Nei giorni successivi all’attentato di Capaci del 23 maggio – in cui fu ucciso il giudice Giovanni Falcone, la moglie Francesca Morvillo e tre agenti delle scorte – l’obiettivo successivo di Cosa Nostra era diventato l’ex ministro Calogero Mannino. “Noi dovremmo capire perchè Totò Riina decise di virare su Borsellino”, ha aggiunto l’avvocato Trizzino alla corte presieduta dal giudice Roberta Serio.
“Nessuno ci raccontò in quegli anni l’attività che veniva condotta da due militari del Ros, sganciati da alcuna guida – ha continuato il legale – e noi abbiamo un giudice che in quei giorni implorava di essere ascoltato e non si trovò il tempo. Dal 24 maggio al 19 luglio voleva parlare con la Procura di Caltanissetta per dare il suo contributo, ma non fu mai ascoltato.
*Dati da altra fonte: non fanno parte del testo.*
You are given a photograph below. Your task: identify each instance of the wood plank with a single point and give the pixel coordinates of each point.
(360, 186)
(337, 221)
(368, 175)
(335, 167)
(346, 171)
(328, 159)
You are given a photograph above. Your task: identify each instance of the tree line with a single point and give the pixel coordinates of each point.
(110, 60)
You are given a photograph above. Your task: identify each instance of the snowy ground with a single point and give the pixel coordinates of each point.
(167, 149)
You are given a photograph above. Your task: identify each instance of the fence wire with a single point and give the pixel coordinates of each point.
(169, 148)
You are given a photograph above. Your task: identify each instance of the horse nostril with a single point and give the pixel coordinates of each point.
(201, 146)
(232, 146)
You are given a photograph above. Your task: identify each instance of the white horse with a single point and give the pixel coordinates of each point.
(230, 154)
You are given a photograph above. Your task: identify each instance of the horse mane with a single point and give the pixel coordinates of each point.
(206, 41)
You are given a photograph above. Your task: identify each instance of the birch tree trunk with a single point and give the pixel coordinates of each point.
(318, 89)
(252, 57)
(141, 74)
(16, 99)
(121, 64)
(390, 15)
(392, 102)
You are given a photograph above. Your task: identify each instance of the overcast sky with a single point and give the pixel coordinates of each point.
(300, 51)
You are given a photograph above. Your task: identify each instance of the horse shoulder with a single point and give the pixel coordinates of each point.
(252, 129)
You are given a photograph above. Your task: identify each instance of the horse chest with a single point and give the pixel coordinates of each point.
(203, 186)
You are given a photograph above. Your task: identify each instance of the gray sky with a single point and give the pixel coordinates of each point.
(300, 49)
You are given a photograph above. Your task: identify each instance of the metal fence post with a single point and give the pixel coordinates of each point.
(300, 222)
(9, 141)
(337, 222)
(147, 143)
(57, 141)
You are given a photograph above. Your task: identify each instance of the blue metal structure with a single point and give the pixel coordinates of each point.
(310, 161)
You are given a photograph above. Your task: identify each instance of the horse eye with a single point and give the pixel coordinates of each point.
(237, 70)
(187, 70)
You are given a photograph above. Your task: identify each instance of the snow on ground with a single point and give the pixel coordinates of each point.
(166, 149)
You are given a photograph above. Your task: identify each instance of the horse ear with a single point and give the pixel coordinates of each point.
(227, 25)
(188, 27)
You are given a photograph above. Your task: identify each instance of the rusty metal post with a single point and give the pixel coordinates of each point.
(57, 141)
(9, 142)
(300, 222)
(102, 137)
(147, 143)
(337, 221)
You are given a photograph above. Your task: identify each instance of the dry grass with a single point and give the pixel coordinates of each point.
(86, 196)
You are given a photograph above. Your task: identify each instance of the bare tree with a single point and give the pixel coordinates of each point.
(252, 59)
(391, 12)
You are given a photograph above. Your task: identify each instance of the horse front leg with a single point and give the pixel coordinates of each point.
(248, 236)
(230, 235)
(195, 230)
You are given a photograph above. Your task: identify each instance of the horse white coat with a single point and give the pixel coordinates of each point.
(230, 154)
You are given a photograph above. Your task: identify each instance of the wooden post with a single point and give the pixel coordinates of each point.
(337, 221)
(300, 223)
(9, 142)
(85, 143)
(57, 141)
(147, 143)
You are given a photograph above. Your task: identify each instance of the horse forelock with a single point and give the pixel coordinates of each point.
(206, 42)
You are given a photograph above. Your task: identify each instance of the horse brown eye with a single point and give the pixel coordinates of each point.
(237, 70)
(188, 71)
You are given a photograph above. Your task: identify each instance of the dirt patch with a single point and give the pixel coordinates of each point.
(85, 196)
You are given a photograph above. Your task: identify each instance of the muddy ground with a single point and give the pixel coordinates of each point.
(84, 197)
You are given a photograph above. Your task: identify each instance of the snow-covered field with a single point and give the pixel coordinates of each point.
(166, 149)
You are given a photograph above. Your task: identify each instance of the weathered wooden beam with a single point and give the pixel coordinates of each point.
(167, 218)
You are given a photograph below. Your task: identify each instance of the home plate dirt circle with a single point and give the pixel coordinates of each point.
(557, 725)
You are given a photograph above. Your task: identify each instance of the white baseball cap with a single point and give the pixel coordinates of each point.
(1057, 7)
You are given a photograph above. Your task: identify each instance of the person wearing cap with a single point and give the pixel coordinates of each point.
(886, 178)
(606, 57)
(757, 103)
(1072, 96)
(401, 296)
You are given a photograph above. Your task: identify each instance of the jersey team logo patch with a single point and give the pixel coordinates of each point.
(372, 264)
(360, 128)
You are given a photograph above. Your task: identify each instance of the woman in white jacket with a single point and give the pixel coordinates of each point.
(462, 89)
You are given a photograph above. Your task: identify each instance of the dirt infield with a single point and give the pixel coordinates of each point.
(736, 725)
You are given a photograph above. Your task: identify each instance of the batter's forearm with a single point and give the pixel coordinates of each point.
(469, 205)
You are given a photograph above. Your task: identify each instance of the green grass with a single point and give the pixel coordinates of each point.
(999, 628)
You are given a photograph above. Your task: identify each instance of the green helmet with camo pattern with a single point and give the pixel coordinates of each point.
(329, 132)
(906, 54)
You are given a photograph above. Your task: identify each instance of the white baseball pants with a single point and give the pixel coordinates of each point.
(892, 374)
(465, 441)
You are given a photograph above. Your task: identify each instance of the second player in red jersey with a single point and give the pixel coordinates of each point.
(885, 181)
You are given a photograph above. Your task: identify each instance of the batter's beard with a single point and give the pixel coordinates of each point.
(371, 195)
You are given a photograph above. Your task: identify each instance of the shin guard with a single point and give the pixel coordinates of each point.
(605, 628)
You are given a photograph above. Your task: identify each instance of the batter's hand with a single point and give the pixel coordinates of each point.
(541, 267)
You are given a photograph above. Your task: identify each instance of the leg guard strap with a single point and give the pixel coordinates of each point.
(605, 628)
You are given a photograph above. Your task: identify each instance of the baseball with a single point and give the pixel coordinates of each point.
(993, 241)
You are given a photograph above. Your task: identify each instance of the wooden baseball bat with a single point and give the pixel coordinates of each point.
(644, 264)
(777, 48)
Gli danno un magistrato di collegamento, il povero compianto dottor Vaccaro, ma che gli si affianchi un magistrato proveniente da Messina a colui il quale aveva istruito il Maxiprocesso mi sembra…niente, non è stato ascoltato, Paolo Borsellino”.
Il 25 giugno il giudice partecipò a un incontro nella biblioteca di Casa Professa (Palermo), “proprio perchè aveva necessità di dire delle cose”. Nel corso della sua arringa il legale ha citato piu volte il rapporto Mafia e Appalti: “Quel dossier era nelle mani di tutti, ancora prima di finire agli atti del Riesame nel processo su (Angelo) Siino, tanto che non furono omissate le parti che ancora erano sotto indagine, mettendo tutti a conoscenza di questi fatti”, ha aggiunto Trizzino.
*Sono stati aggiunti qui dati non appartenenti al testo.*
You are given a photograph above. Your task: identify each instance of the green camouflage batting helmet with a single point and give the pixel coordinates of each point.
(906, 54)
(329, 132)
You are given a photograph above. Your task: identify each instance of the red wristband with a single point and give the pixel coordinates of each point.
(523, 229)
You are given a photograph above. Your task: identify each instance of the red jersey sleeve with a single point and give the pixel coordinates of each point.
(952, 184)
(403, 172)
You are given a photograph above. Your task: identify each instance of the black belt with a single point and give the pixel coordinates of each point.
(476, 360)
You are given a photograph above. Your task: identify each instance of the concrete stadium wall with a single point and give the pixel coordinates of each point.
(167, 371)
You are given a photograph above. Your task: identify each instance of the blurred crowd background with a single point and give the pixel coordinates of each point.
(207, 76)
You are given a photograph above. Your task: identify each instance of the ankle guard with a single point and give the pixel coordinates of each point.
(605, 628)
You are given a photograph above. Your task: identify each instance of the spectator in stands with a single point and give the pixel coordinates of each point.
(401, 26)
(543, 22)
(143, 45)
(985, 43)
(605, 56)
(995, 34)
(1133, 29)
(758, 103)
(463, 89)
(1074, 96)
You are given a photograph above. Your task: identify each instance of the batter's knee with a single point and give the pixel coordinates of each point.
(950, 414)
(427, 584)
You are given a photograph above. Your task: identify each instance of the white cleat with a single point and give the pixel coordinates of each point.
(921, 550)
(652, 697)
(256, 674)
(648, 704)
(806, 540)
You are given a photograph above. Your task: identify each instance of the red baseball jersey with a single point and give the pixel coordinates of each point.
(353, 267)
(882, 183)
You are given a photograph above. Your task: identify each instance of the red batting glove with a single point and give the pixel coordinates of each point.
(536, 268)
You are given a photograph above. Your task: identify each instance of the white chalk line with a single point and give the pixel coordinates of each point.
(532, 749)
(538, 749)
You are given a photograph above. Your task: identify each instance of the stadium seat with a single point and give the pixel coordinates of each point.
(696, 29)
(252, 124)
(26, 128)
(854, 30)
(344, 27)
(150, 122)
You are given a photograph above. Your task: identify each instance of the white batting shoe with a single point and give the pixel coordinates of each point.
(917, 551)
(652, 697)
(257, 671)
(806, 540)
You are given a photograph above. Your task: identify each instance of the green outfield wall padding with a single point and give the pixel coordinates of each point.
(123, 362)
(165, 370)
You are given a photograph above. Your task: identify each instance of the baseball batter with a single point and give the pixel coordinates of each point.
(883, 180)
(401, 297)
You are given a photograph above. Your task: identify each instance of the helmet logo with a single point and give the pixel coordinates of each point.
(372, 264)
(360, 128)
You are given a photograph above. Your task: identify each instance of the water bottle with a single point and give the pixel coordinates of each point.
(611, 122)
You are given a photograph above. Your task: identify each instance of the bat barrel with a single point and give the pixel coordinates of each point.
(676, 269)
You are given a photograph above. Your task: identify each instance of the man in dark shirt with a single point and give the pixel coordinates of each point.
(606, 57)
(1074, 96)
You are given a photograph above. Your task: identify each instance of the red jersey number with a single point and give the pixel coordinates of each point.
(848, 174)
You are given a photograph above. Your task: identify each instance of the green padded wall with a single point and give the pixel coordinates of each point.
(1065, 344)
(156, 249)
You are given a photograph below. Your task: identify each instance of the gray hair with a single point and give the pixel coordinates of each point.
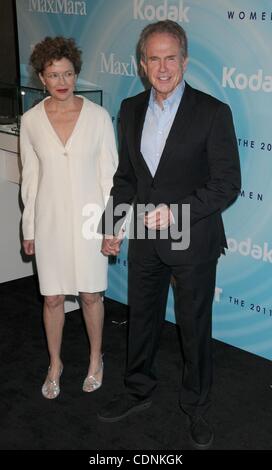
(165, 26)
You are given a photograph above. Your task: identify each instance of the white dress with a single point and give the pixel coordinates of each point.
(64, 190)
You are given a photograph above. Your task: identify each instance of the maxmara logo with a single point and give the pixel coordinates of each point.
(248, 248)
(256, 82)
(110, 64)
(143, 10)
(65, 7)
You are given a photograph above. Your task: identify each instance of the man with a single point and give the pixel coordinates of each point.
(178, 147)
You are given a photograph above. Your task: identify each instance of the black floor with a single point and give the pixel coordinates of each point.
(242, 408)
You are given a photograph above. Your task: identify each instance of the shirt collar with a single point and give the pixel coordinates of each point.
(172, 100)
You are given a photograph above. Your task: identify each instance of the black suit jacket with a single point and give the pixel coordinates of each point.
(199, 166)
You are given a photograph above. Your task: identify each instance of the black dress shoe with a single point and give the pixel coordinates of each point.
(201, 434)
(121, 406)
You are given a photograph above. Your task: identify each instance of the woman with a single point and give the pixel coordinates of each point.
(69, 158)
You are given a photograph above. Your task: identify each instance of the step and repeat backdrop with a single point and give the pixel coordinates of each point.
(230, 58)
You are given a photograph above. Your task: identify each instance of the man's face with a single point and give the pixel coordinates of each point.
(163, 64)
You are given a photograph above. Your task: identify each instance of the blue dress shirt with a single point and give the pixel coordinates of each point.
(158, 122)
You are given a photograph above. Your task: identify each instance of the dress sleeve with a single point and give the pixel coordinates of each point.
(30, 174)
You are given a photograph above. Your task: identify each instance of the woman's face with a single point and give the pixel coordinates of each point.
(59, 79)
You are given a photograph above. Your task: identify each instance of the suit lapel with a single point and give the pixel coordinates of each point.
(140, 112)
(183, 118)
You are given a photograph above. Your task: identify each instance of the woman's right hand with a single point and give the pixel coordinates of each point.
(29, 247)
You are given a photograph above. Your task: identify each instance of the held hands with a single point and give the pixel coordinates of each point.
(111, 245)
(29, 247)
(159, 219)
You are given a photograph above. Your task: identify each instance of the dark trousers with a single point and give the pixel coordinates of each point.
(149, 280)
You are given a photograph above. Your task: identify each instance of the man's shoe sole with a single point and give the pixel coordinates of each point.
(133, 409)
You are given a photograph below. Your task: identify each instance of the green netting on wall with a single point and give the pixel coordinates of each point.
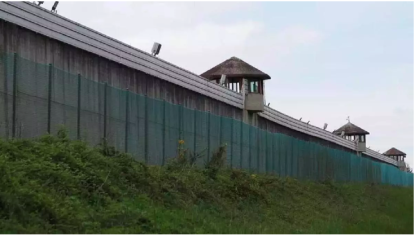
(37, 98)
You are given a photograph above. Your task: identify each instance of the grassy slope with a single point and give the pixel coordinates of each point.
(53, 185)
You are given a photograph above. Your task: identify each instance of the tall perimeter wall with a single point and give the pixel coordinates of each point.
(43, 37)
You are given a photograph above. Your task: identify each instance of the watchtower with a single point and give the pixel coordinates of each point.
(353, 132)
(241, 77)
(398, 156)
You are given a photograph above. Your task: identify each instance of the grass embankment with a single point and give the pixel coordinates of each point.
(53, 185)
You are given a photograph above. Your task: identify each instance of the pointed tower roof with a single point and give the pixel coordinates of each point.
(233, 68)
(394, 152)
(351, 129)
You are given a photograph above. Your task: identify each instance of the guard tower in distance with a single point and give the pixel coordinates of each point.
(398, 156)
(241, 77)
(353, 132)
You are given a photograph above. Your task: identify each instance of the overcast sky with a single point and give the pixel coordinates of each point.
(327, 60)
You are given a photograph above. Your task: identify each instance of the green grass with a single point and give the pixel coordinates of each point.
(53, 185)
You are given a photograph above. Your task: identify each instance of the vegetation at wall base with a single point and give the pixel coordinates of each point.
(55, 185)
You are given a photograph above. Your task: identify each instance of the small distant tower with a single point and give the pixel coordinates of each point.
(353, 132)
(398, 156)
(241, 77)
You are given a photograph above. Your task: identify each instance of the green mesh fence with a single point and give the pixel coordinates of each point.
(36, 99)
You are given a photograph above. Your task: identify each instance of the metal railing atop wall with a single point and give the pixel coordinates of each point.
(36, 99)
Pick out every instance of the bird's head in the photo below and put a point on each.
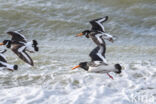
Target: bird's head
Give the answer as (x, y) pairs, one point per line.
(84, 33)
(82, 65)
(118, 66)
(7, 43)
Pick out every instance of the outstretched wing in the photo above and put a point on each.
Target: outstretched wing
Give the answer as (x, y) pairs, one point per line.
(93, 54)
(16, 36)
(97, 24)
(19, 50)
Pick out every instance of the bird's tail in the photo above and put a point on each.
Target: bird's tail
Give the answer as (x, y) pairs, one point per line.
(35, 43)
(119, 68)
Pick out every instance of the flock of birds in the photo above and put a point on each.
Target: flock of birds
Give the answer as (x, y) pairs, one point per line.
(98, 64)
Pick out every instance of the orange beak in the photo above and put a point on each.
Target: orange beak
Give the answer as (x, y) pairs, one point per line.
(79, 34)
(111, 39)
(75, 67)
(1, 44)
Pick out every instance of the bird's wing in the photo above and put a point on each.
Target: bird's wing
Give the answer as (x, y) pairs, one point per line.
(16, 36)
(19, 50)
(2, 58)
(97, 24)
(93, 54)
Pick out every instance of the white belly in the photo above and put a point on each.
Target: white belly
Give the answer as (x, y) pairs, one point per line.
(103, 69)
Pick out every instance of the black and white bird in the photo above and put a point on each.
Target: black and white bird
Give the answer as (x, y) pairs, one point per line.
(97, 66)
(19, 46)
(97, 24)
(98, 34)
(4, 64)
(98, 39)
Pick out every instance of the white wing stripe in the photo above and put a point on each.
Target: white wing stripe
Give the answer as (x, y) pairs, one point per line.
(21, 51)
(101, 25)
Un intreccio che riconduce gli interessi di Cosa Nostra a quelli del mondo delle imprese, richiamando il cosiddetto ‘patto del tavolino’ – l’accordo tra mafia, imprese e politica svelato da Angelo Siino quando iniziò a collaborare con i magistrati – che era in fase di revisione, con l’avanzare di nuove imprese. Secondo la ricostruzione del legale, il rischio che il dossier finisse sulla scrivania di Borsellino, fu una delle ragioni che portarono all’accelerazione del suo piano di morte.
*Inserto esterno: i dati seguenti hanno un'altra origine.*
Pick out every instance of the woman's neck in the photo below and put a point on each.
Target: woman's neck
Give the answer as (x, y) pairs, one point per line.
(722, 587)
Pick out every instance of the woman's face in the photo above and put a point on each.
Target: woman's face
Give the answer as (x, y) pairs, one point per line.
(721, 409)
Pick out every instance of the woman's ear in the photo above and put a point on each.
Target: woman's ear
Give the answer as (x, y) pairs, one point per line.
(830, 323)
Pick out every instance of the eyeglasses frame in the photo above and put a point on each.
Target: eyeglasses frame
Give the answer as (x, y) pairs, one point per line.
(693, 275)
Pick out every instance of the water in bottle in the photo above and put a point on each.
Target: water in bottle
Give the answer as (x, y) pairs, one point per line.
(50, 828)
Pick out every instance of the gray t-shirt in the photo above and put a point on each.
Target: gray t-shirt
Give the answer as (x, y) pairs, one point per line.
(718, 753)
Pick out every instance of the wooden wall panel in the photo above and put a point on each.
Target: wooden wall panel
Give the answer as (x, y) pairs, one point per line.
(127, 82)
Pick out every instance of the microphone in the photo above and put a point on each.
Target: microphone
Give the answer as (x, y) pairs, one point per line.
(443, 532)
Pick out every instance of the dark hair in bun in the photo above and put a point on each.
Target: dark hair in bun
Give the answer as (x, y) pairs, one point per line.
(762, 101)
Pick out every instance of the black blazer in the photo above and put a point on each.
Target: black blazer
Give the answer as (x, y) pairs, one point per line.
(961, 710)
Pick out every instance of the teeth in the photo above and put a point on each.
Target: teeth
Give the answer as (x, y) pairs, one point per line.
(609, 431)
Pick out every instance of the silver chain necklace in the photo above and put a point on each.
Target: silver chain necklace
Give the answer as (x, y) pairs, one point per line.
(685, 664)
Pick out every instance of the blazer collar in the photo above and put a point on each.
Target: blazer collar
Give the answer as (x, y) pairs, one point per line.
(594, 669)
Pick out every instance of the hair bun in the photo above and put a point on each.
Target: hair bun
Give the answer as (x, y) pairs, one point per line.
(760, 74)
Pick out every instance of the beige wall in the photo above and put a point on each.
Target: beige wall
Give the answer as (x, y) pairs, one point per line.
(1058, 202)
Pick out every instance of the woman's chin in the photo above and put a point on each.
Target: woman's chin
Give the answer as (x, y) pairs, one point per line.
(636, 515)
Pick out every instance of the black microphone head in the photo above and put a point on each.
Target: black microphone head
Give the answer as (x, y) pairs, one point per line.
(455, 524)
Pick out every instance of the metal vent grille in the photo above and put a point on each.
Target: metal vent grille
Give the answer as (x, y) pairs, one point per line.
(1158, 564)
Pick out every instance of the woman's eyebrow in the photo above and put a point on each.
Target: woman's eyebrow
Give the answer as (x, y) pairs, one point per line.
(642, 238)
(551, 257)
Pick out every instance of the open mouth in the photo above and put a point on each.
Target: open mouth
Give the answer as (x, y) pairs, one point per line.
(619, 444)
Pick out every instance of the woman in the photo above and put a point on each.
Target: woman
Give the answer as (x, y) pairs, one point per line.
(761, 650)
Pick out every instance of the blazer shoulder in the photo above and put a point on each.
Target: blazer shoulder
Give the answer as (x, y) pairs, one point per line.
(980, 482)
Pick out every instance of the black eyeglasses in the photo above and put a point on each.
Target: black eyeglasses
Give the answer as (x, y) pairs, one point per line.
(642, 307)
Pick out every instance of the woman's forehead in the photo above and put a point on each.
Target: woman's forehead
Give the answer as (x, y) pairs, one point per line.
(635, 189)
“Nel 2014, in carcere, Riina, nei colloqui con il detenuto Lorusso, parla di Messina Denaro, dicendo ‘i miei insegnamenti non gli sono serviti a nulla, io sono entrato negli affari per spingere ad accordi politici e per far si che chi sarebbe arrivato dopo di me, doveva sottostare a quest’accordo’ e lui invece ‘mette pali della luce e pensa a se stesso’: si riferisce a questo, Riina”, ha aggiunto Trizzino. “Se noi poniamo la strategia stragista come il programma politico di Cosa Nostra – ha concluso – vedrete che i singoli atti sono la specificazione dell’atto politico che è la deliberazione, come ha sostenuto il pubblico ministero”.